Apr 23, 12:00 AM UTC 

| Online


Marketing Science Intensive: Getting Attribution Right for Your Bottom Line

Marketing Science Intensive featuring PK Kannan, University of Maryland, College Park

Many marketers use attribution today, but how many are getting it right? In this Marketing Science Intensive, P.K. Kannan will present the fundamentals of model-based attribution and how to implement this approach to increase sales volume conversion and efficiently allocate marketing resources. He will address:

  • Why model-based attribution is a powerful tool for understanding today’s multi-touch customer journey
  • Why using simple heuristics like last click and first click can overestimate their impact—and how model-based methods offer better solutions
  • How incorporating baseline propensities and estimating elasticities can tease out the true incrementality of touchpoints along the customer journey
  • How MMM based on aggregate data can be combined with Multitouch Point Attribution (MTA) based on individual-level data to improve attribution and ROI

P.K. will offer examples from work with a major hotel chain and Adobe, and will engage participants in polls and a marketing mix mini-case for a hands-on experience.

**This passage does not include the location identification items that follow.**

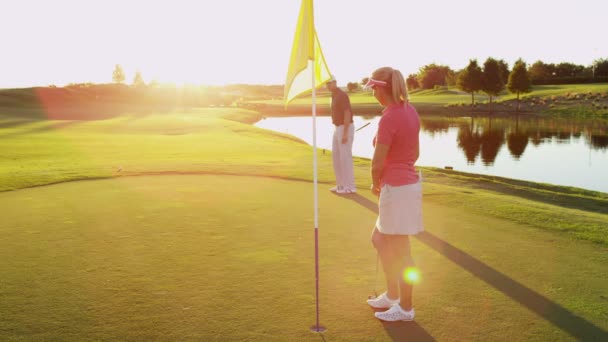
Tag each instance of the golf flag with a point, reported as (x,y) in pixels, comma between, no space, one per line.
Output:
(307,70)
(305,49)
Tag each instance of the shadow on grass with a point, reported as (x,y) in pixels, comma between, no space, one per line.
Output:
(405,331)
(14,123)
(554,313)
(567,197)
(53,126)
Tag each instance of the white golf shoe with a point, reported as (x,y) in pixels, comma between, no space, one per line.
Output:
(395,314)
(382,302)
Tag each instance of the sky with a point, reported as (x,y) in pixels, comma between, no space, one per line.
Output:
(246,41)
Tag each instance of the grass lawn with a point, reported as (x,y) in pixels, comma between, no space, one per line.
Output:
(214,241)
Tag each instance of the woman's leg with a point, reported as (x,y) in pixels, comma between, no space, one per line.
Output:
(387,258)
(401,251)
(335,150)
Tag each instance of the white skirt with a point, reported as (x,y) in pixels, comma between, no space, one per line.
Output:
(400,209)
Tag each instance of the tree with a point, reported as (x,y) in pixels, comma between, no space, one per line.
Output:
(432,75)
(469,79)
(519,80)
(540,71)
(352,86)
(504,70)
(491,80)
(412,82)
(568,69)
(600,67)
(451,78)
(118,76)
(138,81)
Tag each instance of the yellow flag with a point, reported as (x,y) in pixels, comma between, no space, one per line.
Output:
(305,51)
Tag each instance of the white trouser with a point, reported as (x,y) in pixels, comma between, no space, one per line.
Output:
(343,157)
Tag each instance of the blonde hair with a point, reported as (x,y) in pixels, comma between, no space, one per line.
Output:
(395,81)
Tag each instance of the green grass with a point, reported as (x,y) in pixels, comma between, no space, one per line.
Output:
(186,251)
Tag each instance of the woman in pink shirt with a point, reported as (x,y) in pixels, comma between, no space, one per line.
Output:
(395,181)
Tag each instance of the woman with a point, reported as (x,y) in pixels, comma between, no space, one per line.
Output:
(395,181)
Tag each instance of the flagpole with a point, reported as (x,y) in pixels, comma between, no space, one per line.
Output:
(317,327)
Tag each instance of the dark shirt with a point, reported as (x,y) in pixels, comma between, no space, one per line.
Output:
(339,103)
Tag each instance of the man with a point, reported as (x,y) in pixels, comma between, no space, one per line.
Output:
(342,146)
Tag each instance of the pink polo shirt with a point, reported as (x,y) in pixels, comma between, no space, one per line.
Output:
(399,128)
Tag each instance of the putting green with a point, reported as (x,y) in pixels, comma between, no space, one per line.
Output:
(227,258)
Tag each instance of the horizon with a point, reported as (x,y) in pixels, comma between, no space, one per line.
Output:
(190,43)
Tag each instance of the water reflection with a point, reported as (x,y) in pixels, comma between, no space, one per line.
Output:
(483,137)
(565,151)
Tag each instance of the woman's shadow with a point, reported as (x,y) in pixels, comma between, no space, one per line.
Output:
(557,315)
(398,331)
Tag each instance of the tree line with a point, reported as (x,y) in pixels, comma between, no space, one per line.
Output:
(494,76)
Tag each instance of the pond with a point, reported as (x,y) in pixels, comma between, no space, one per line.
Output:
(562,151)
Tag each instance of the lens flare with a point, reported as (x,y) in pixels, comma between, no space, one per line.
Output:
(411,275)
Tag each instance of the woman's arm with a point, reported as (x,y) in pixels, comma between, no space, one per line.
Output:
(378,166)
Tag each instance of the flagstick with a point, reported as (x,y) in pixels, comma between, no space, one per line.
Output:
(316,328)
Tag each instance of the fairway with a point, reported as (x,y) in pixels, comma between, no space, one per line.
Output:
(227,258)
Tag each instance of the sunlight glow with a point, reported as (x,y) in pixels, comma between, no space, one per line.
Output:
(411,275)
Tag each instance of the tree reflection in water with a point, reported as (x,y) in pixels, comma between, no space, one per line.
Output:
(485,136)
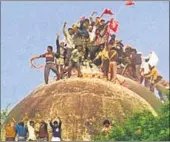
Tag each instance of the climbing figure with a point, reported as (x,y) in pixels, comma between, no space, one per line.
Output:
(75,61)
(50,65)
(106,128)
(56,129)
(61,52)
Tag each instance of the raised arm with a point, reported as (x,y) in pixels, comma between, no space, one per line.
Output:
(60,122)
(105,30)
(35,57)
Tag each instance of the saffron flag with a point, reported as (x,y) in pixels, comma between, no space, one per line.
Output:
(107,11)
(129,3)
(114,25)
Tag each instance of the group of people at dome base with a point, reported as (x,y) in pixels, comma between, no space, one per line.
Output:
(30,130)
(89,41)
(93,41)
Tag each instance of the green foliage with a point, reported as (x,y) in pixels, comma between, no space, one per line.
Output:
(142,126)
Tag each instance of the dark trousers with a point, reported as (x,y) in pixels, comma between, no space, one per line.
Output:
(48,67)
(68,56)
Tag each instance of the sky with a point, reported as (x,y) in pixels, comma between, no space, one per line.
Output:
(28,27)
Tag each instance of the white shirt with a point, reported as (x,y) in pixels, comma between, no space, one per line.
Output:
(31,132)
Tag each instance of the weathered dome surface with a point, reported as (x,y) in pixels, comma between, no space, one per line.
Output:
(83,104)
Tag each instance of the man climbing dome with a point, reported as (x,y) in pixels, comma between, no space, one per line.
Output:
(61,51)
(151,77)
(56,129)
(75,61)
(50,65)
(106,128)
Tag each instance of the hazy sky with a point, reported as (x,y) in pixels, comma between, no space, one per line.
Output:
(28,27)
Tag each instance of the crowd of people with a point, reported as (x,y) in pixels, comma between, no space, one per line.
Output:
(93,41)
(29,130)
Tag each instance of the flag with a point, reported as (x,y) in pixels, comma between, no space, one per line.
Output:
(129,3)
(82,18)
(113,25)
(107,11)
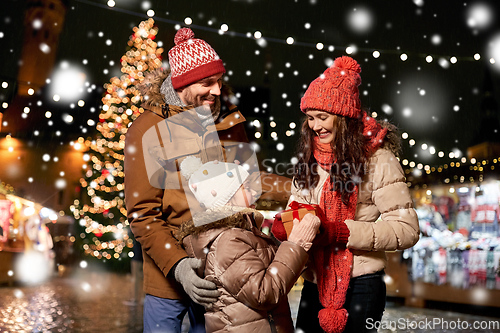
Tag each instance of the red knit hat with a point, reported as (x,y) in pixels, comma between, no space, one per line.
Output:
(336,90)
(192,59)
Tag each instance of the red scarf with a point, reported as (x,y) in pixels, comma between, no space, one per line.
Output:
(334,262)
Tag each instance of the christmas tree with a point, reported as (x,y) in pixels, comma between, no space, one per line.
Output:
(101,212)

He will address the challenges in implementing attribution and ways to deal with data sparcity, merging online/offline, and cross-device attribution.

This Intensive is for marketers who want to master the basics of attribution, as well as those who want to improve their ability to ‘”get attribution right” and positively impact the bottom line.

Download the slides

View the recording 

Pre event: Pre reads and preparation exercises sent out to attendees one week before the event.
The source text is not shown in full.